Health Economics Unit, College of Medical and Dental Sciences, Institute of Applied Health Research, University of Birmingham, Birmingham, UK.
Health Economics Unit, Centre for Health Policy, Melbourne School of Population and Global Health, The University of Melbourne, Melbourne, Vic., Australia.
BJOG. 2020 May;127(6):757-767. doi: 10.1111/1471-0528.16068. Epub 2020 Jan 30.
To assess the cost-effectiveness of progesterone compared with placebo in preventing pregnancy loss in women with early pregnancy vaginal bleeding.
Economic evaluation alongside a large multi-centre randomised placebo-controlled trial.
Forty-eight UK NHS early pregnancy units.
Four thousand one hundred and fifty-three women aged 16-39 years with bleeding in early pregnancy and ultrasound evidence of an intrauterine sac.
An incremental cost-effectiveness analysis was performed from National Health Service (NHS) and NHS and Personal Social Services perspectives. Subgroup analyses were carried out on women with one or more and three or more previous miscarriages.
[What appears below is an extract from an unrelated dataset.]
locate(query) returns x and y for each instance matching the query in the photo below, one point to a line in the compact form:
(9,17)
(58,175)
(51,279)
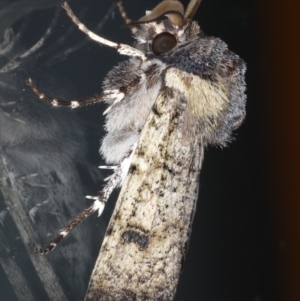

Cost per additional live birth at ≥34 weeks of gestation.
Progesterone intervention led to an effect difference of 0.022 (95% CI -0.004 to 0.050) in the trial. The mean cost per woman in the progesterone group was £76 (95% CI -£559 to £711) more than the mean cost in the placebo group. The incremental cost-effectiveness ratio for progesterone compared with placebo was £3305 per additional live birth. For women with at least one previous miscarriage, progesterone was more effective than placebo with an effect difference of 0.055 (95% CI 0.014-0.096) and this was associated with a cost saving of £322 (95% CI -£1318 to £673).
The results suggest that progesterone is associated with a small positive impact and a small additional cost. Both subgroup analyses were more favourable, especially for women who had one or more previous miscarriages. Given available evidence, progesterone is likely to be a cost-effective intervention, particularly for women with previous miscarriage(s).
Progesterone treatment is likely to be cost-effective in women with early pregnancy bleeding and a history of miscarriage.
评估孕激素与安慰剂在预防早孕阴道出血妇女流产中的成本效益。
大型多中心随机安慰剂对照试验的经济评估。
英国 48 家国家医疗服务体系(NHS)早期妊娠单位。
4153 名年龄在 16-39 岁之间的有妊娠早期出血且超声显示宫内囊的女性。
从国家医疗服务体系(NHS)和 NHS 及个人社会服务的角度进行增量成本效益分析。对有一次或多次自然流产史的女性进行亚组分析。
每增加一例≥34 周妊娠的活产成本。
孕激素干预组与安慰剂组在试验中的效果差异为 0.022(95%CI-0.004 至 0.050)。孕激素组女性的平均治疗成本比安慰剂组高£76(95%CI-£559 至 £711)。与安慰剂相比,孕激素的增量成本效益比为每增加一例活产需花费£3305。对于至少有一次既往流产史的女性,孕激素比安慰剂更有效,效果差异为 0.055(95%CI 0.014-0.096),且节省成本£322(95%CI-£1318 至 £673)。
结果表明,孕激素具有较小的积极影响和较小的额外成本。两个亚组分析都更有利,特别是对于有一次或多次既往流产史的女性。鉴于现有证据,孕激素可能是一种具有成本效益的干预措施,尤其是对于有既往流产史的女性。
对于有早期妊娠出血和流产史的女性,孕激素治疗可能具有成本效益。